By Russell Findlay

A drug dealer caught with £300,000 of cocaine in a police organised crime operation has been given taxpayers' money to grow his drone business.

Kieran Hope, 29, was handed a three-year prison sentence in 2014 and two years later founded Air Control Entech (ACE), which uses drones to conduct inspections in the oil and gas industry.

He then secured financial backing from The Oil & Gas Technology Centre (OGTC), which is funded by the Scottish and UK governments, academia and industry.

There are no rules against convicted criminals receiving public money. However, concerns have been raised over the organisation's refusal to disclose how much it gave to Hope's firm.

The OGTC would not say how much money was invested, citing non-disclosure agreements which can keep such details from public view if commercially sensitive information is involved.

Graeme Pearson, former director general of the Scottish Crime and Drug Enforcement Agency and ex-Labour MSP and justice spokesman, said: "I think that where public money is being spent there is a duty on organisations to show the public how that money was used and where that money was invested."

He added: "The notion that it's none of our business is unacceptable."

The OGTC declined an interview request, but in a statement said Hope was "entirely transparent about his previous conviction" and that ACE "was carefully evaluated in line with our process for every investment decision and all conditions have been met throughout".

In a 2018 business magazine interview, Hope, from Aberdeen, did not mention his criminality.

The magazine stated that Hope bought a drone "for fun" in 2015 - the year after he was jailed for three years.

Hope said this inspired him to "quit his job in the oil industry within weeks and plough £60,000 in savings and loans into a new venture, Air Control Entech".

The magazine also said that Hope has worked in various countries "before he returned to Aberdeen in late 2016" - making no mention of his prison time.

Scottish Lib Dem justice spokesman MSP Liam McArthur said transparency should be expected when government money is spent to support a business.

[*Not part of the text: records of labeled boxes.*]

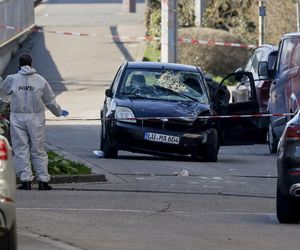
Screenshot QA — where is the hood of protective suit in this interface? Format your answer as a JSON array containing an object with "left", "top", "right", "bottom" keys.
[{"left": 18, "top": 65, "right": 36, "bottom": 75}]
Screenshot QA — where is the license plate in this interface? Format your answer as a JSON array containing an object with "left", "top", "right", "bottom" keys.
[{"left": 144, "top": 132, "right": 180, "bottom": 144}]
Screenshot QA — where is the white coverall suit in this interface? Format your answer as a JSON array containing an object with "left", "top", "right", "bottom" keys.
[{"left": 0, "top": 66, "right": 62, "bottom": 182}]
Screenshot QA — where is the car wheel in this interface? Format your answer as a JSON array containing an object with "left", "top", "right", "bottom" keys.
[
  {"left": 198, "top": 128, "right": 219, "bottom": 162},
  {"left": 0, "top": 223, "right": 17, "bottom": 250},
  {"left": 267, "top": 122, "right": 278, "bottom": 154},
  {"left": 276, "top": 187, "right": 300, "bottom": 223},
  {"left": 257, "top": 128, "right": 268, "bottom": 144},
  {"left": 100, "top": 127, "right": 118, "bottom": 158}
]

"I think the use of non disclosure agreements will strike many as inappropriate and unacceptable in these circumstances," he said. "I think the public have a right to know how public funds are being spent."

At the same time as launching ACE, Hope formed sister company Air Control Global Group (ACGG) which he co-owned and ran with Liston Pacitti, 29.

Pacitti was last year jailed for four-and-a-half years for endangering lives by selling so-called legal highs from shops in Arbroath and Montrose.

At Dundee Sheriff Court last year, Sheriff Alastair Brown said Pacitti had exploited "a gap in the law in order to make significant amounts of money". ACGG was dissolved five months ago.

OGTC was launched in 2017 to fund technological developments to maximise North Sea oil and gas yields and more than ten years will receive £90m from the UK Treasury via the Scottish government.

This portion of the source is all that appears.